JK Rowling is daring police in her native Scotland to arrest her for misgendering transgender people after a new woke hate crime law took effect Monday.

“Freedom of speech and belief are at an end in Scotland if the accurate description of biological sex is deemed criminal,” she wrote on X.

“I’m currently out of the country, but if what I’ve written here qualifies as an offense under the terms of the new act, I look forward to being arrested when I return to the birthplace of the Scottish Enlightenment.”

Scotland’s Community Safety Minister Siobhian Brown told the Telegraph on Monday that Rowling’s remarks could be reported to police and investigated.

“Whether or not the police would think it was criminal is up to Police Scotland for that,” she said.


JK Rowling could be arrested for misgendering trans women under a new hate crime law in Scotland. Samir Hussein/WireImage

Scotland’s hate crime law went into effect on Monday. It bans hatred on the basis of age, disability, race, religion, sexual orientation and transgender identity.

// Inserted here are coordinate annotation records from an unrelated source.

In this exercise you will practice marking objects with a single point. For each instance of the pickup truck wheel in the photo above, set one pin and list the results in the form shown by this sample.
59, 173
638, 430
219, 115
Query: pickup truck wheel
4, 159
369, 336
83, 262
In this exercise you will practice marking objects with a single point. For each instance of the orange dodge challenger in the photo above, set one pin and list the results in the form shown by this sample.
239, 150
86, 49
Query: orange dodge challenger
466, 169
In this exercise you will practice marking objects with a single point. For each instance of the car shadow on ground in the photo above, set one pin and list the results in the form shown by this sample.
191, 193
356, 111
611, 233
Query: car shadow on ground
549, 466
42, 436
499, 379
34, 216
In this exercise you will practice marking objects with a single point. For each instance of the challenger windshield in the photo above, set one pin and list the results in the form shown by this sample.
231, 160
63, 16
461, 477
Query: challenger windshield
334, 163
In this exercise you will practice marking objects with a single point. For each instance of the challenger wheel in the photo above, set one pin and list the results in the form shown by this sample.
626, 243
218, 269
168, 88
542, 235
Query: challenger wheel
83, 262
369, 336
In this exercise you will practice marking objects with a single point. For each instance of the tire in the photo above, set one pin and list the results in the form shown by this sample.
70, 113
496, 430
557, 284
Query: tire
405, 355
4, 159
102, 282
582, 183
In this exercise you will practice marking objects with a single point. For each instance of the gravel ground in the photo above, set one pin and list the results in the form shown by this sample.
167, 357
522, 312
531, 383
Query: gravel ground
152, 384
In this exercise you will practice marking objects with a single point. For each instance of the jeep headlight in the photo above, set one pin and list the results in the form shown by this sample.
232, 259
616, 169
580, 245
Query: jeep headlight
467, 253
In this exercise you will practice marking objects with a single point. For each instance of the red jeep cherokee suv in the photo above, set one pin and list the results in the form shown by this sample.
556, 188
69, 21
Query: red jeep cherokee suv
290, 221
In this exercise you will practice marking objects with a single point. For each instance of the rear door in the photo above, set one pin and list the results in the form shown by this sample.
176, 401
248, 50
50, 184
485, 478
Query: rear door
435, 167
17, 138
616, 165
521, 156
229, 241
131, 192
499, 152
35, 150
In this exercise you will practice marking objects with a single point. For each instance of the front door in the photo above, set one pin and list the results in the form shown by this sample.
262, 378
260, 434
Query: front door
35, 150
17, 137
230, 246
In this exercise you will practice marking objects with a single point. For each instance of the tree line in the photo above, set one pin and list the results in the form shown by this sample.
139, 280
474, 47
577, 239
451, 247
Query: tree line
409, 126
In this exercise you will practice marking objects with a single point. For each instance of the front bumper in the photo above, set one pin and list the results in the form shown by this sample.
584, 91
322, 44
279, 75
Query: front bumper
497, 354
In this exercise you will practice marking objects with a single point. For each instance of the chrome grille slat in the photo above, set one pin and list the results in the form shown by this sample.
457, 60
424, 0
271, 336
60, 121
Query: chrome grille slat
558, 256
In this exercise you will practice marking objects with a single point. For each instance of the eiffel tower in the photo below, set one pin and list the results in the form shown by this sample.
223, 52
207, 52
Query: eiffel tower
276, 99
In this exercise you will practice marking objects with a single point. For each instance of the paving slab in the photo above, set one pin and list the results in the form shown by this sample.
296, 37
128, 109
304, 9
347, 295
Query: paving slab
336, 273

Critics have said the law is overly broad and could curtail free speech.

By passing the Hate Crime and Public Order Act, Rowling said politicians “placed a higher value on the feelings of men performing their idea of femaleness, however misogynistically or opportunistically, than on the rights and freedoms of actual women and girls.

“The new legislation is wide open to abuse by activists who wish to silence those of us speaking out about the dangers of eliminating women’s and girls’ single-sex spaces, the nonsense made of crime data if violent and sexual assaults committed by men are recorded as female crimes, the grotesque unfairness of allowing males to compete in female sports, the injustice of women’s jobs, honors and opportunities being taken by trans-identified men and the reality of immutability of biological sex,” she continued.

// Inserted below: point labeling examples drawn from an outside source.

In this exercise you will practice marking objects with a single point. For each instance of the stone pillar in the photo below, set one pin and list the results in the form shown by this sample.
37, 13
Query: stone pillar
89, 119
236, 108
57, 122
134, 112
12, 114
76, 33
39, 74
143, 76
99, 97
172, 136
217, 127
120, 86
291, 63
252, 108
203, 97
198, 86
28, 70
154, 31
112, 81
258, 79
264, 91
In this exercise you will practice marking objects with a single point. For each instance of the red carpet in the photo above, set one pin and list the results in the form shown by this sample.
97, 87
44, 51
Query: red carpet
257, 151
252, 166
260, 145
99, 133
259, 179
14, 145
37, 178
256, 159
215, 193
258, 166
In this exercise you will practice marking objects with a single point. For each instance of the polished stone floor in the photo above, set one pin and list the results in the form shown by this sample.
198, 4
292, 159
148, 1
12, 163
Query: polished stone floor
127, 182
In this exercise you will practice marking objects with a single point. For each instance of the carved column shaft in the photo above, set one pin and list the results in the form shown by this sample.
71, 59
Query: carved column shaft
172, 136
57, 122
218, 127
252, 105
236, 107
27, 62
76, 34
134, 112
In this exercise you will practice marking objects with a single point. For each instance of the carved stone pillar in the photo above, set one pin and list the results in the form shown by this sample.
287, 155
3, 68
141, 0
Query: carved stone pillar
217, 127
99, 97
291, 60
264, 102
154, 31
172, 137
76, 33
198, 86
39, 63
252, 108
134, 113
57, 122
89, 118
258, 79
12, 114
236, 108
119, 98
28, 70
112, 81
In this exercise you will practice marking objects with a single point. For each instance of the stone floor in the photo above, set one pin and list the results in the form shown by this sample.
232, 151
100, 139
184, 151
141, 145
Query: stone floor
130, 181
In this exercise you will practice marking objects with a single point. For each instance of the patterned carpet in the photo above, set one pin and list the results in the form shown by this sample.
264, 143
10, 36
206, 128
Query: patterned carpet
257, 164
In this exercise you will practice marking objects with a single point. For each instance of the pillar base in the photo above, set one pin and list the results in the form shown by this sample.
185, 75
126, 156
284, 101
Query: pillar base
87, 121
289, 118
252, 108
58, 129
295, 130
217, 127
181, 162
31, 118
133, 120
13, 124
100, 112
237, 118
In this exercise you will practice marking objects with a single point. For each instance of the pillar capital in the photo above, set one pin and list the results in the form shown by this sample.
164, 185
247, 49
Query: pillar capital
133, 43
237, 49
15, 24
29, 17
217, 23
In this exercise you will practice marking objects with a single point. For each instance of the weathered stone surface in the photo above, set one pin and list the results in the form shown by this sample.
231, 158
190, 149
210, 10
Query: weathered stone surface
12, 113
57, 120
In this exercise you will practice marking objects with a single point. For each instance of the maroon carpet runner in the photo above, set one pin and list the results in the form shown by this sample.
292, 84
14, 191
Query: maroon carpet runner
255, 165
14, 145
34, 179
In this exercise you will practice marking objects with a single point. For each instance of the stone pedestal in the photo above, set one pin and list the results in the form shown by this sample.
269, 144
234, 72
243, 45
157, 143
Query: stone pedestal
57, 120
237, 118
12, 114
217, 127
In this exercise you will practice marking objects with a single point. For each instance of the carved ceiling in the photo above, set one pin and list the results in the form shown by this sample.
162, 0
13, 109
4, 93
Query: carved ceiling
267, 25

Scotland, a country of 5.45 million, is part of the United Kingdom, but has its own laws and police force.

Rowling was born in England, but has called Scotland home for most of her life. She has become politically active there over the years.

Rowling is not alone in her criticism.

Jim Sillars, the former deputy leader of the Scottish National Party, has even launched a campaign to “resist the Hate Crime Act and campaign for its repeal,” according to the Telegraph.

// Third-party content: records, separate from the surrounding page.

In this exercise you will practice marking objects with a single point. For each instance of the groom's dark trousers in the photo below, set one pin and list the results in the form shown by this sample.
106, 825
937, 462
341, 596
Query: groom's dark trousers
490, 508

He said it “inflicts a deep wound on the face of Scottish society.”

“Today on their own admission, Police Scotland will translate itself from a service into a force for one particular purpose — the pursuit of people who speak their minds,” he said in a statement.

“How has Scotland, the seat of the Enlightenment, come to this?”

But Police Scotland Chief Constable Jo Farrell said the police would apply the act “in a measured way,” according to The Scotsman.

She added there would be “close scrutiny” of how the legislation is being enforced, and what reports the police are receiving.